Em retrospectiva, álbum criado, Lehman destaca aquela que poderá ser a maior contribuição de Sélébéyone para a relação frutuosa entre o jazz e o hip hop. “Do que tenho conhecimento, esta será a primeira vez que a música composta para instrumentos acústicos, as estruturas para improvisadores, e o trabalho com electrónica, os samples ou a programação dos ritmos, foi feito pela mesma pessoa”, refere. “Normalmente, há uma divisão de trabalho implícita, como no álbum de Matthew Shipp com os Antipop Consortium ou no trabalho do [saxofonista] Steve Coleman com músicos hip hop. Criaram música incrível, mas ouve-se essa divisão binária na forma como trabalhavam”. Em Sélébéyone, “não há a sensação de que os samples são colocados sobre a música, mas antes que tudo está integrado nas estruturas de composição”.

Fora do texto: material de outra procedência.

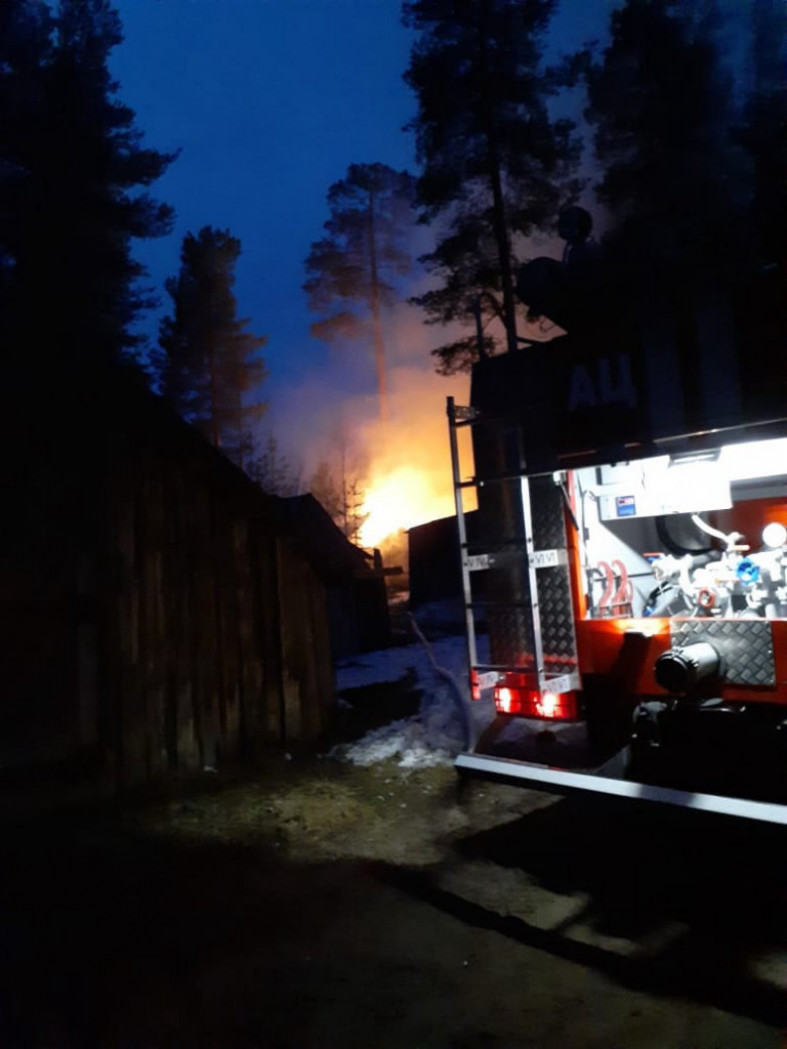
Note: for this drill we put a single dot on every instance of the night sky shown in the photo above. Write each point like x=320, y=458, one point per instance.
x=270, y=101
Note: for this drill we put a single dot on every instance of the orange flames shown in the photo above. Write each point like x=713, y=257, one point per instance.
x=410, y=482
x=399, y=499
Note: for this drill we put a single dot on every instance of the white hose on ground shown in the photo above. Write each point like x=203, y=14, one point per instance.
x=462, y=702
x=729, y=539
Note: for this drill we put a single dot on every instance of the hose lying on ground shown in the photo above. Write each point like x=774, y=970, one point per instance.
x=462, y=701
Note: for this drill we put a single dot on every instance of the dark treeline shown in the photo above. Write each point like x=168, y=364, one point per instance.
x=73, y=192
x=209, y=361
x=675, y=146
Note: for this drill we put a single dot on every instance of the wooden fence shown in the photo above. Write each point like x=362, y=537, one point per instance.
x=161, y=615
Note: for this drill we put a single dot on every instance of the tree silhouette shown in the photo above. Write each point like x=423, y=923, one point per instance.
x=72, y=177
x=271, y=468
x=663, y=112
x=353, y=271
x=495, y=167
x=209, y=361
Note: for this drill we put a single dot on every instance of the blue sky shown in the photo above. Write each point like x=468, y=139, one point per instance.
x=270, y=101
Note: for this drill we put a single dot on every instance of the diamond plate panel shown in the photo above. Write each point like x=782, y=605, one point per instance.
x=547, y=514
x=745, y=644
x=557, y=620
x=510, y=637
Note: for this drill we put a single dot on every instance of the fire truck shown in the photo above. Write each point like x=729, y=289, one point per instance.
x=625, y=573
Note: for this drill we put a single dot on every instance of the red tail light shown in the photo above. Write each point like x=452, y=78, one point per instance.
x=530, y=703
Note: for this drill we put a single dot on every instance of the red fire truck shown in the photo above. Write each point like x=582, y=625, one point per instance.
x=625, y=582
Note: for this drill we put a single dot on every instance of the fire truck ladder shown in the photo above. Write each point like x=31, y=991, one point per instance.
x=550, y=647
x=543, y=639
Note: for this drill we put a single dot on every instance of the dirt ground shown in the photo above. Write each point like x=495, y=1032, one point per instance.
x=314, y=904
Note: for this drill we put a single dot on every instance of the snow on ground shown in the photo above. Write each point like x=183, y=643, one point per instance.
x=447, y=721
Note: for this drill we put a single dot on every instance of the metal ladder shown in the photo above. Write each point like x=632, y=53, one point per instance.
x=544, y=640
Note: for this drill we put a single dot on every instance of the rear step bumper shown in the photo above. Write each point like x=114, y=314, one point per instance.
x=559, y=779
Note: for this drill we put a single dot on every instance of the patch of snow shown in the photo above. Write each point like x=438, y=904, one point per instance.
x=439, y=731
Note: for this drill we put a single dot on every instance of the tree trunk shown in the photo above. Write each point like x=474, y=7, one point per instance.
x=495, y=180
x=377, y=327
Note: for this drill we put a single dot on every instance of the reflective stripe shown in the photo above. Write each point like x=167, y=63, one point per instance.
x=505, y=768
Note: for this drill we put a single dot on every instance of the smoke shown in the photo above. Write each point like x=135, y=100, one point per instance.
x=334, y=416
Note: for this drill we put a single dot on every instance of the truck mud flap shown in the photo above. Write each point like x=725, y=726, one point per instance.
x=560, y=780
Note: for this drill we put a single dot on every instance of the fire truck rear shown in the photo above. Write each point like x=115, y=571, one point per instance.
x=625, y=574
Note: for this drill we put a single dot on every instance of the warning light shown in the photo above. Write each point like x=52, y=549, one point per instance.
x=506, y=701
x=548, y=705
x=514, y=698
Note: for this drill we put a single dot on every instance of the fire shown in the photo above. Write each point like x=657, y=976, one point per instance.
x=400, y=499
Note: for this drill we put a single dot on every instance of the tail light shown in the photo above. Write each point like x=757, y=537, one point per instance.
x=517, y=699
x=474, y=685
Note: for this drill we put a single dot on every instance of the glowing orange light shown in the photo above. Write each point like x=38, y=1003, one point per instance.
x=547, y=705
x=401, y=499
x=505, y=700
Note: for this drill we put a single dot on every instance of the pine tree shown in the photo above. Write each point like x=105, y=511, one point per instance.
x=72, y=180
x=495, y=167
x=353, y=271
x=271, y=469
x=209, y=361
x=663, y=111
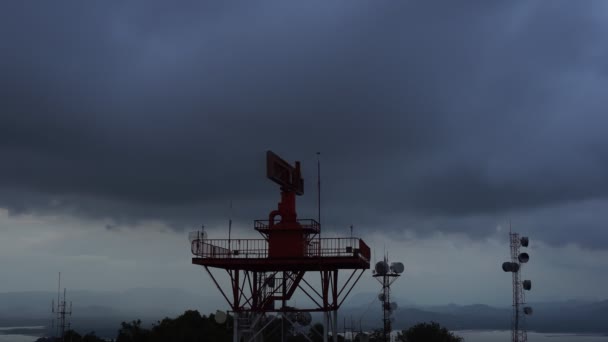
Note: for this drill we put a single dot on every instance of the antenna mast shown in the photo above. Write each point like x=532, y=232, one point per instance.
x=61, y=311
x=319, y=191
x=387, y=275
x=518, y=328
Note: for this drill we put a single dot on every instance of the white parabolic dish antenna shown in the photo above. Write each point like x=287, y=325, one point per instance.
x=220, y=317
x=397, y=267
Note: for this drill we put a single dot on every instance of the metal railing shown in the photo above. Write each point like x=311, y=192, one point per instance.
x=304, y=223
x=258, y=248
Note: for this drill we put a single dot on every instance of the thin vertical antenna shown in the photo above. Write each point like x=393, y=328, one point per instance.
x=58, y=303
x=319, y=190
x=230, y=224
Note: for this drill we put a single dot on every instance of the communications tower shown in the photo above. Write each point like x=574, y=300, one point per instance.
x=60, y=321
x=387, y=275
x=518, y=323
x=263, y=275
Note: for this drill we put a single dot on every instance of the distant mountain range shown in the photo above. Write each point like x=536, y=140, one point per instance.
x=102, y=312
x=564, y=316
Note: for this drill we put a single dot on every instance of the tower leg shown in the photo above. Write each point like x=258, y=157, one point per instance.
x=235, y=327
x=334, y=328
x=325, y=325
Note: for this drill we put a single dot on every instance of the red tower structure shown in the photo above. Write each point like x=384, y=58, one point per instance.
x=265, y=274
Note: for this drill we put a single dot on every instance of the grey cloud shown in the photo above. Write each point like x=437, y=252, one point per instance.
x=422, y=112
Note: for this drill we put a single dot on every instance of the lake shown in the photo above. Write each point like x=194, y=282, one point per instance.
x=17, y=338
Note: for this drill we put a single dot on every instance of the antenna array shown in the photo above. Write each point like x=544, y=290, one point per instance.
x=518, y=326
x=387, y=275
x=61, y=310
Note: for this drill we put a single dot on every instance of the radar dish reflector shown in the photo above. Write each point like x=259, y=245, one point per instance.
x=381, y=267
x=220, y=317
x=397, y=267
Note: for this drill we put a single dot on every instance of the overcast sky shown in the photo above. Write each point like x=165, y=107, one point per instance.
x=124, y=125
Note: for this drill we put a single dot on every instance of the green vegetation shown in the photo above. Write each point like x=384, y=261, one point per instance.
x=192, y=327
x=428, y=332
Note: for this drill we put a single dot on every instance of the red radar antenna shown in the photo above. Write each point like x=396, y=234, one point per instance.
x=268, y=275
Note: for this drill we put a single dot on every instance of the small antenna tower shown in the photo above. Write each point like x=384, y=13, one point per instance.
x=61, y=322
x=518, y=324
x=387, y=275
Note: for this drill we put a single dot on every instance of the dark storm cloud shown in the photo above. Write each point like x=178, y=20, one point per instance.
x=157, y=110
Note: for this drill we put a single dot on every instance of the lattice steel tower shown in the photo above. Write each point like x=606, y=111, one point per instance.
x=518, y=322
x=387, y=275
x=61, y=311
x=265, y=274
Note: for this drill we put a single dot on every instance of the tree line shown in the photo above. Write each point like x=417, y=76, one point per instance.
x=191, y=326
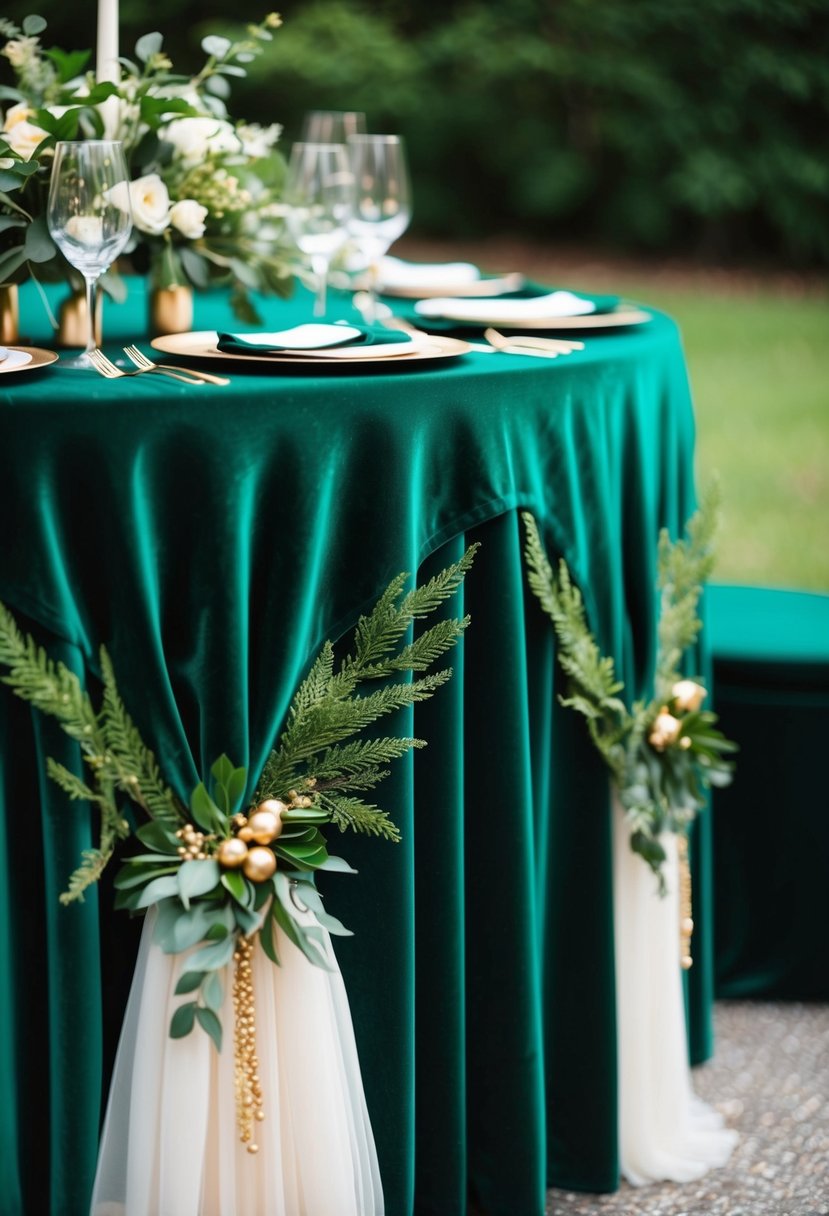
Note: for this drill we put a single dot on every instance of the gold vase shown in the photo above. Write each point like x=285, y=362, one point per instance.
x=72, y=327
x=10, y=315
x=170, y=310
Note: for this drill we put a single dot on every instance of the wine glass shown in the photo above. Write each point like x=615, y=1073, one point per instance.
x=89, y=214
x=317, y=195
x=382, y=200
x=332, y=125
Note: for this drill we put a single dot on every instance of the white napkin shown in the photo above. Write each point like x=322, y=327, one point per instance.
x=536, y=308
x=398, y=274
x=10, y=360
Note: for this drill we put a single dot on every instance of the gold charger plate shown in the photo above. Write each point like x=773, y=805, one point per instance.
x=619, y=319
x=40, y=358
x=502, y=285
x=202, y=344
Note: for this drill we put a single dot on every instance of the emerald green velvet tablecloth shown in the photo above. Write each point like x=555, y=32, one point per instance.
x=213, y=538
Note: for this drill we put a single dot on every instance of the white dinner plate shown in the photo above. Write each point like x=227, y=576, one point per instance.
x=26, y=359
x=202, y=344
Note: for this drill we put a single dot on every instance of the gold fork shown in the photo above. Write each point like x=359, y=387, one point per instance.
x=107, y=369
x=530, y=344
x=147, y=365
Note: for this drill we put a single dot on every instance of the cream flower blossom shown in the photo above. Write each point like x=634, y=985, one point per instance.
x=258, y=141
x=148, y=201
x=20, y=51
x=187, y=217
x=20, y=134
x=665, y=730
x=688, y=694
x=195, y=139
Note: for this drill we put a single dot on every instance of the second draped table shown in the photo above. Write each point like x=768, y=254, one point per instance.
x=213, y=539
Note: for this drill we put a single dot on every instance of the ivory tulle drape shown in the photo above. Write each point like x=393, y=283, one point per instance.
x=170, y=1146
x=665, y=1132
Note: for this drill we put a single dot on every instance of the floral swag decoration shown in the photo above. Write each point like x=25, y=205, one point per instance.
x=204, y=190
x=664, y=753
x=223, y=871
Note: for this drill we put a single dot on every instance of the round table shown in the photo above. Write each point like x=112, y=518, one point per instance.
x=213, y=538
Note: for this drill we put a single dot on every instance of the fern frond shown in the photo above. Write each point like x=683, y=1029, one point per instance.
x=69, y=783
x=353, y=812
x=86, y=874
x=362, y=753
x=134, y=767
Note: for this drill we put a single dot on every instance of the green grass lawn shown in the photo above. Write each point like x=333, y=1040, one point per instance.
x=757, y=354
x=759, y=369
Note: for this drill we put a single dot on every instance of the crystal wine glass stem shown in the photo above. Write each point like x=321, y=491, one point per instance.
x=90, y=282
x=320, y=268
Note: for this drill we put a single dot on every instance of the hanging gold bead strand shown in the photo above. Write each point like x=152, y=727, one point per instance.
x=248, y=1085
x=686, y=908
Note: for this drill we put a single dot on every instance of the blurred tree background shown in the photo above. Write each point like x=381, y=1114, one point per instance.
x=653, y=125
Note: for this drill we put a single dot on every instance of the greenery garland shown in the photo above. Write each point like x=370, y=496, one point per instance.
x=666, y=752
x=218, y=874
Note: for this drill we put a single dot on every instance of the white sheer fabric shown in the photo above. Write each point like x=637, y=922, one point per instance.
x=666, y=1133
x=170, y=1146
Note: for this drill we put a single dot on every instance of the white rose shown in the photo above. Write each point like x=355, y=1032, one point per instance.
x=21, y=135
x=195, y=139
x=258, y=141
x=85, y=229
x=189, y=218
x=150, y=202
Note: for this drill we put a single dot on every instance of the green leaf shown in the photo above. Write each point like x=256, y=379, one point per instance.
x=158, y=837
x=197, y=878
x=209, y=1023
x=206, y=812
x=337, y=865
x=148, y=45
x=189, y=983
x=182, y=1020
x=159, y=889
x=238, y=887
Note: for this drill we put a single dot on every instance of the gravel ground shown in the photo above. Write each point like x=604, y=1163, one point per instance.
x=770, y=1077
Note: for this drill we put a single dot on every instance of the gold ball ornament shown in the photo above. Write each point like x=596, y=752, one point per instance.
x=231, y=853
x=259, y=865
x=266, y=821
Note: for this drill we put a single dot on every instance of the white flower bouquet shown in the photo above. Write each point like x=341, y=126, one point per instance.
x=204, y=189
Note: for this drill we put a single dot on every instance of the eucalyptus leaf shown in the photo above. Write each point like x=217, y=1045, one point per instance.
x=158, y=837
x=148, y=45
x=337, y=865
x=197, y=878
x=189, y=983
x=238, y=887
x=182, y=1020
x=159, y=889
x=208, y=1022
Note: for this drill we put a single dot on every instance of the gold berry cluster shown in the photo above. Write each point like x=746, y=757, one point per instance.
x=192, y=843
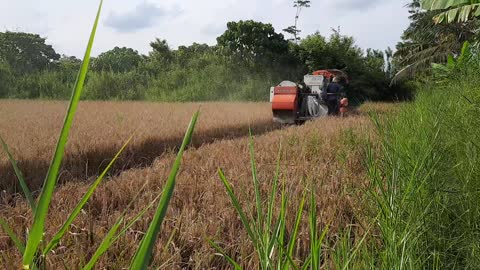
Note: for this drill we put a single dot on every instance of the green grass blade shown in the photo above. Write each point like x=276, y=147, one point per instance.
x=228, y=258
x=238, y=208
x=258, y=199
x=143, y=255
x=20, y=177
x=8, y=230
x=105, y=245
x=274, y=189
x=56, y=239
x=298, y=219
x=37, y=230
x=315, y=261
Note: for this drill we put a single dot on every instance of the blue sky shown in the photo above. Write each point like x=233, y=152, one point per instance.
x=134, y=23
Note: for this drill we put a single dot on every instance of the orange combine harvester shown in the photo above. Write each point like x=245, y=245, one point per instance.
x=294, y=103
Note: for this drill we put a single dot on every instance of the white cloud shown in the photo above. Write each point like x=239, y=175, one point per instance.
x=144, y=15
x=134, y=23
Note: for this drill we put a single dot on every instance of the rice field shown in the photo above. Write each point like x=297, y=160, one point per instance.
x=325, y=155
x=31, y=129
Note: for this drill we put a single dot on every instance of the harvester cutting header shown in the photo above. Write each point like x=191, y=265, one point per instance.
x=320, y=94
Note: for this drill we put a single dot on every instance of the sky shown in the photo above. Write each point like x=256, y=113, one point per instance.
x=374, y=24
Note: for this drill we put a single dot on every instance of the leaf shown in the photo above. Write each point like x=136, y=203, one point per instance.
x=20, y=177
x=37, y=230
x=58, y=236
x=8, y=230
x=143, y=255
x=105, y=245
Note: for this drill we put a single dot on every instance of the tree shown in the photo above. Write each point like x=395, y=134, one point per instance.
x=425, y=42
x=293, y=30
x=6, y=79
x=253, y=41
x=25, y=52
x=367, y=72
x=453, y=10
x=117, y=60
x=161, y=51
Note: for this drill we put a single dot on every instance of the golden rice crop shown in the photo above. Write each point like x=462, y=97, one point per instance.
x=31, y=128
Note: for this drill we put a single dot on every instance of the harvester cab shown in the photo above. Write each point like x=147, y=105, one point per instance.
x=294, y=103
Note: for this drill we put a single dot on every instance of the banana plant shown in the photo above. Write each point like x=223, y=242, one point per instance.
x=443, y=72
x=453, y=10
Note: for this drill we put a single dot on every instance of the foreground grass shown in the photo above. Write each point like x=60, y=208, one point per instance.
x=426, y=183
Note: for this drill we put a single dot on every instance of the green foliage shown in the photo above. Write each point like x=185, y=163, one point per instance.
x=117, y=60
x=249, y=58
x=6, y=79
x=425, y=42
x=369, y=73
x=108, y=85
x=293, y=30
x=253, y=41
x=25, y=52
x=426, y=179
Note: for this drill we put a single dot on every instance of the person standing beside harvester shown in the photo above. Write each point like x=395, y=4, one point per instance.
x=333, y=95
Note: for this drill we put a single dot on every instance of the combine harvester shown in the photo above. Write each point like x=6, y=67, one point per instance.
x=296, y=103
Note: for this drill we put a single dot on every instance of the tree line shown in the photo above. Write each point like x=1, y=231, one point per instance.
x=248, y=58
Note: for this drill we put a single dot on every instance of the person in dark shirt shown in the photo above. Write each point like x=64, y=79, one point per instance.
x=333, y=95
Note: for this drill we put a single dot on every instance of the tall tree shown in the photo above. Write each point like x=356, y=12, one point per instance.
x=425, y=42
x=453, y=10
x=25, y=52
x=6, y=79
x=293, y=30
x=254, y=41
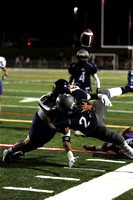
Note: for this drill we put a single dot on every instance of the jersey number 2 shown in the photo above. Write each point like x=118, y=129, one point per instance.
x=82, y=77
x=84, y=122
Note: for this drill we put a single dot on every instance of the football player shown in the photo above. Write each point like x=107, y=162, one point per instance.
x=127, y=133
x=4, y=68
x=40, y=132
x=91, y=122
x=82, y=70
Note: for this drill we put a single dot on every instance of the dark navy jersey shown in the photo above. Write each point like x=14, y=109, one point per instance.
x=85, y=122
x=81, y=72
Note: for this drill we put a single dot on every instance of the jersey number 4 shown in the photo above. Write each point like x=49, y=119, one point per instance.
x=84, y=122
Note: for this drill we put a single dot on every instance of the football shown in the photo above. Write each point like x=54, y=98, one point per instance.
x=86, y=38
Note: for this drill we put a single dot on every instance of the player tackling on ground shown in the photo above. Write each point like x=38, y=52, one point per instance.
x=91, y=122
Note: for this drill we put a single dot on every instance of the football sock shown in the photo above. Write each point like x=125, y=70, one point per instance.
x=126, y=149
x=131, y=129
x=125, y=89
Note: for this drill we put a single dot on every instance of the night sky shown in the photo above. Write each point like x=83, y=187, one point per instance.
x=53, y=23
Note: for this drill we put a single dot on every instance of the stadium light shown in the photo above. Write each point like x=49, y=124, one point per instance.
x=75, y=10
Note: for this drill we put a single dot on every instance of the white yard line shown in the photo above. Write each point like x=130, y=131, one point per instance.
x=115, y=111
x=58, y=178
x=103, y=160
x=107, y=186
x=18, y=106
x=27, y=189
x=85, y=169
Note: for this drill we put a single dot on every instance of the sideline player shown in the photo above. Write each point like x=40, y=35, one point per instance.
x=4, y=77
x=127, y=133
x=82, y=70
x=91, y=122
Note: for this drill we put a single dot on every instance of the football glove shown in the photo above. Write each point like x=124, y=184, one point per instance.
x=4, y=77
x=105, y=100
x=72, y=161
x=71, y=158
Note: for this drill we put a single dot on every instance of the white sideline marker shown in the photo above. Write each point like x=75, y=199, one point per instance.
x=107, y=186
x=103, y=160
x=85, y=169
x=27, y=189
x=58, y=178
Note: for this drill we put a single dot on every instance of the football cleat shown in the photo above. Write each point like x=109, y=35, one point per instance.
x=6, y=155
x=90, y=147
x=130, y=80
x=79, y=134
x=17, y=154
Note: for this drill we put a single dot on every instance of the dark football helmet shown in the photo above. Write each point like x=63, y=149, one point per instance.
x=65, y=102
x=82, y=54
x=61, y=86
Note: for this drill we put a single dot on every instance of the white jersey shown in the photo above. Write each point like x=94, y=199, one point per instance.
x=2, y=62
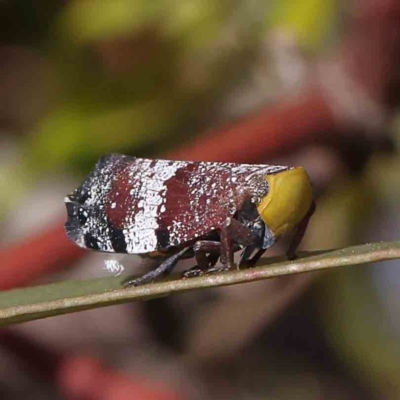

Em concerto, esperamos testemunhar exactamente. E veremos também algo simbólico, tendo em conta os tempos que atravessamos, infectados de isolacionismos e de tentações xenófobas cobardemente disfarçadas ou tristemente explícitas. Essa denúncia está presente nos versos rappados – dos Estados Unidos ao Médio Oriente – e a própria banda, na sua formação, surge como desafio perante essa visão pequena do mundo. “Não falámos de nenhum desses temas enquanto compúnhamos o disco, não decidimos que seria um disco político, mas ele é resultado da forma como, enquanto artistas, olhamos para a música e para a criatividade”, diz Steve Lehman. “Não nos interessam barreiras entre países, religiões ou línguas, e o contexto histórico em que o álbum foi gravado acentuou-o. Somos americanos, europeus, africanos. Somos muçulmanos e eu, embora não praticante, tenho raízes judaicas. Tendo em conta o que está a acontecer nos Estados Unidos e no resto do mundo, isso emerge e tem eco nas pessoas, por surgir em forte contraste com ideias isolacionistas”.

Sélébéyone, recordamos, significa intersecção. O encontro num cruzamento onde se assiste ao nascimento de uma nova entidade. Fazer mais do muito que temos. É realmente um nome feliz.